If the Euro-to-Dollar exchange rate can hold its current range through the volatile events of this week, its chances of going higher are enhanced.
EUR/USD has recovered since bottoming at the March 1 lows, recovering from 1.2154 to the current 1.2397, and if it remains around this level by the end of the week it will have built the foundations for the next push higher believes Société Générale macro strategist Kit Juckes.
"The foundations of a break higher in EUR/USD are slowly being built, and if we're around current levels after tomorrow's US labour market data, they may be complete," says Juckes.
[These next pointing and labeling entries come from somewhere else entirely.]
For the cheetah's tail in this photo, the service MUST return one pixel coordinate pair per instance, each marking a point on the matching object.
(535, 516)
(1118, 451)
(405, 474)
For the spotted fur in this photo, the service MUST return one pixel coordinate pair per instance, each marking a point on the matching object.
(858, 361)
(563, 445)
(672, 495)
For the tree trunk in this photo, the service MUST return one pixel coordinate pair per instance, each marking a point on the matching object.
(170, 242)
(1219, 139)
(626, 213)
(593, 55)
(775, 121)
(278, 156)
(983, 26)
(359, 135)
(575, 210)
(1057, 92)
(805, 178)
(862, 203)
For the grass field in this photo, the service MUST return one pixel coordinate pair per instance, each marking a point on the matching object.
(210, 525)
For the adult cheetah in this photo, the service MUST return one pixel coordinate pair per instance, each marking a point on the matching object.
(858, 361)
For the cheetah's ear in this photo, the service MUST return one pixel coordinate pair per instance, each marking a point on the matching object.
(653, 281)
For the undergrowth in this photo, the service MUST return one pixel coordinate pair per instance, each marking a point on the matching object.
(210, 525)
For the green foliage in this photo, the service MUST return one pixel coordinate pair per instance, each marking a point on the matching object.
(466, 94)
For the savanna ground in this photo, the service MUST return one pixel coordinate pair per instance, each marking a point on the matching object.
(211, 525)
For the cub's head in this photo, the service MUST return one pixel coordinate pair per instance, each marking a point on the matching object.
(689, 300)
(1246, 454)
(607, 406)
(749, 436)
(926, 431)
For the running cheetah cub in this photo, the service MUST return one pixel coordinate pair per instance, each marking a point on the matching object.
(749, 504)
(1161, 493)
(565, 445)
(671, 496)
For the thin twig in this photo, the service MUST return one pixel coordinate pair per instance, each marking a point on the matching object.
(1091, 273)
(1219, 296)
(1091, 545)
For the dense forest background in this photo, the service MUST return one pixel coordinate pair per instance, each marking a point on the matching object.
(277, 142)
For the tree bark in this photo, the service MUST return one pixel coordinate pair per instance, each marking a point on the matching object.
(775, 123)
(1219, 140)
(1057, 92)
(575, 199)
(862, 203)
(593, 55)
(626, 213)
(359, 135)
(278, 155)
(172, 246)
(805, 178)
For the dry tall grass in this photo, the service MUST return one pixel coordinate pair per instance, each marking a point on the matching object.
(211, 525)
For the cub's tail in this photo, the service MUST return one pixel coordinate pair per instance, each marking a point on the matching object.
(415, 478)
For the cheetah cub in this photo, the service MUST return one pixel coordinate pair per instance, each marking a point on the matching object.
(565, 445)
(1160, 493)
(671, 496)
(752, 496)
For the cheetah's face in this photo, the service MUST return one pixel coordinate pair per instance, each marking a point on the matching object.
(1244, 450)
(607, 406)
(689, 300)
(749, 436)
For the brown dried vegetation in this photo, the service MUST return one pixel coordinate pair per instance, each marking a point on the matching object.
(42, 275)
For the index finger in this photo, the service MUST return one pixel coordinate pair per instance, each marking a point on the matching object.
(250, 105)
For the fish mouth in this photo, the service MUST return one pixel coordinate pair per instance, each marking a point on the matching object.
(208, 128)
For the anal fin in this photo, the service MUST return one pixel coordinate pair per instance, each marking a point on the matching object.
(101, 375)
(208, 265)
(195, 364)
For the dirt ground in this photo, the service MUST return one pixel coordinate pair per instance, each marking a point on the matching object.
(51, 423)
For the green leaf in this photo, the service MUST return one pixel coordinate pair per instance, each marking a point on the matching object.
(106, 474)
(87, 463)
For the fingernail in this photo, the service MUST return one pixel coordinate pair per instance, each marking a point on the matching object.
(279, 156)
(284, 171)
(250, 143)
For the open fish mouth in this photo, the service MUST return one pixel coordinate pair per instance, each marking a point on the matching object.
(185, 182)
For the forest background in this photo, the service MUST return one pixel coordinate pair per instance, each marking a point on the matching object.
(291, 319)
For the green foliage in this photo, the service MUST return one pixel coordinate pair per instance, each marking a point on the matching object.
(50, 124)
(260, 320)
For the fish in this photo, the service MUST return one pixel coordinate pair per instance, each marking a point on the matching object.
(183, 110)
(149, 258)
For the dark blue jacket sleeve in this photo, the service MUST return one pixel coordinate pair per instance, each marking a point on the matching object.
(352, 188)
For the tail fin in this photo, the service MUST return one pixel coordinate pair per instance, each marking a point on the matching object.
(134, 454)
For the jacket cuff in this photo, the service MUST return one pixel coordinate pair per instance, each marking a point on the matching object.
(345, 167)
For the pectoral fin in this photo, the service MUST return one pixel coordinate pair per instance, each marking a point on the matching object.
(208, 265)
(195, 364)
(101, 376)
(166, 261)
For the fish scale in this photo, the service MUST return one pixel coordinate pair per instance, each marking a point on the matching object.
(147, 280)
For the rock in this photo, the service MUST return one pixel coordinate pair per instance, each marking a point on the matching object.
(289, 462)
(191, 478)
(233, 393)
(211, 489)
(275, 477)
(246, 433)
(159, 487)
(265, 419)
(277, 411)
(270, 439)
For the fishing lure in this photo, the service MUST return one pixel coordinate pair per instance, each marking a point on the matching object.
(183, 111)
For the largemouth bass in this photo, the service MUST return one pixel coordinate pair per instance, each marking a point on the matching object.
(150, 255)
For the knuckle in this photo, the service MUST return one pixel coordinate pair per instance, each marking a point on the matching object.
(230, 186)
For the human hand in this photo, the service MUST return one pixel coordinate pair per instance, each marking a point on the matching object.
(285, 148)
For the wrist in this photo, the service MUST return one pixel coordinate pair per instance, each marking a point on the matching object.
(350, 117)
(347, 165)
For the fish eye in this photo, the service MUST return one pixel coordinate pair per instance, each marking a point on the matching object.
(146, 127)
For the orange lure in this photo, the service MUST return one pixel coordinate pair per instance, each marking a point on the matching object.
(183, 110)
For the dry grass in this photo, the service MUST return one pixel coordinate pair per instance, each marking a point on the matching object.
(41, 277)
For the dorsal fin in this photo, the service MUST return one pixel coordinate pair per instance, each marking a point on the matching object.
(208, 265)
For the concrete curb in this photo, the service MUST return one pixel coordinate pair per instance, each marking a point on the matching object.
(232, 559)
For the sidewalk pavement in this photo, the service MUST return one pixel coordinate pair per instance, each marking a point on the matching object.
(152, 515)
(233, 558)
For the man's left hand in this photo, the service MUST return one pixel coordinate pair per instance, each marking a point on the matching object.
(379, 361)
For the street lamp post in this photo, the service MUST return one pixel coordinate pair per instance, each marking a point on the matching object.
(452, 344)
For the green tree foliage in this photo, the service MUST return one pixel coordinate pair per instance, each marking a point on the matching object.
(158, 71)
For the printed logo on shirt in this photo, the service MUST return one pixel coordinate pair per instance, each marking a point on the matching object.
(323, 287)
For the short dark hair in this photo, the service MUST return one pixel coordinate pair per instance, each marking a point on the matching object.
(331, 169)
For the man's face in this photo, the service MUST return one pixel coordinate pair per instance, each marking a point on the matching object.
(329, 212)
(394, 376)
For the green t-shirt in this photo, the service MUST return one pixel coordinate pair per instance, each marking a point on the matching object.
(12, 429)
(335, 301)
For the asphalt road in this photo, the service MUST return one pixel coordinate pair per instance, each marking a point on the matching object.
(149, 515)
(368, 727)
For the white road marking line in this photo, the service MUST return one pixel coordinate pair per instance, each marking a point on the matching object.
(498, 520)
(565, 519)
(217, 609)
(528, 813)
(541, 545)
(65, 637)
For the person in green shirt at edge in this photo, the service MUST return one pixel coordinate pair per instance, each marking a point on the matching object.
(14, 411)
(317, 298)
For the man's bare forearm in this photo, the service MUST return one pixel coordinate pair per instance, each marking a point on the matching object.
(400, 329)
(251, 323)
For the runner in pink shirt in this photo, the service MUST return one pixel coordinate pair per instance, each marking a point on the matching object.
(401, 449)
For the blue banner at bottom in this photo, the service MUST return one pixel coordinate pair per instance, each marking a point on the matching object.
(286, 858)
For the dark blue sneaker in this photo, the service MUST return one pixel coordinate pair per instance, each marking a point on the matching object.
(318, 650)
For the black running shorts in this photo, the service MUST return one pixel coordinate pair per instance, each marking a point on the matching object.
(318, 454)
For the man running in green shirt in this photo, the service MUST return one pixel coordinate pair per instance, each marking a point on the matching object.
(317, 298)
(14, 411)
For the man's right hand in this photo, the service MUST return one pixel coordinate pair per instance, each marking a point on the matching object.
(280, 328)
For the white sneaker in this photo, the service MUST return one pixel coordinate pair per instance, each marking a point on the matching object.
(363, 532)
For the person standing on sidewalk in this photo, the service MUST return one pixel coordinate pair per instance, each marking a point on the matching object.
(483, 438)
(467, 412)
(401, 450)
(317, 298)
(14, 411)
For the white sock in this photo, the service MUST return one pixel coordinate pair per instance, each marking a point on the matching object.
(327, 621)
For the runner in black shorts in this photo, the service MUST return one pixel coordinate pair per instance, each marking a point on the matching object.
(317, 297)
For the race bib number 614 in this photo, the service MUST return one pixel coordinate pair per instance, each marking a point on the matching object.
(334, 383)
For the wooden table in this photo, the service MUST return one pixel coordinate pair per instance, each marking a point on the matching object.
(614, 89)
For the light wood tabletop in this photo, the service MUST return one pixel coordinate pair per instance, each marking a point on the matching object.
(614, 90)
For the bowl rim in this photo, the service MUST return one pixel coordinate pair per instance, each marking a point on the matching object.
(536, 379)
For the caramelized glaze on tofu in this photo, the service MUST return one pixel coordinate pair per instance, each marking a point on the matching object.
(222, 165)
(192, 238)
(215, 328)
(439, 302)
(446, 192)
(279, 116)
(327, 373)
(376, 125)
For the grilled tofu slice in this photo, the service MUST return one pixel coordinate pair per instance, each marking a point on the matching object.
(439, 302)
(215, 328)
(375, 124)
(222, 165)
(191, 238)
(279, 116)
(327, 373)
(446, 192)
SocGen's base-case prediction for today's European Central Bank (ECB) meeting is that policy-makers will opt to leave the language of its 'forward guidance' unchanged despite saying it would remove the 'easing bias' in the message at the beginning of 2018.
The 'easing bias' is the proviso that if conditions worsen in the Euro-area it stands ready to increase stimulus, officially known as its Asset Purchase Programme, or APP for short.
"Given heightened market sensitivity, it is likely too early for the ECB to contemplate any changes in the APP guidance," quotes the SocGen strategist.
Juckes thinks this would probably be marginally, short-term, negative for the Euro given market expectations are currently for a change in the language as promised by the ECB at its December meeting, yet it would not be so negative so as to push the currency out of its current range.
"If we get radio silence and the straightest of straight bats from Mr. Draghi today, will that disappoint Euro bulls looking for a more hawkish tone? EUR/USD faces resistance at 1.2440 and support at 1.2290 and that might be today's range," says the macro strategist.
He goes onto suggest that if the exchange rate is still in that range after the other big event of the week Non-Farm Payrolls on Friday, the indications are strong that a foundation will haver been built for a break above 1.2550 into new realms above.
"As was the case in Q4, the correction has been shallower than expected. But first, ECB and NFP," concludes Juckes.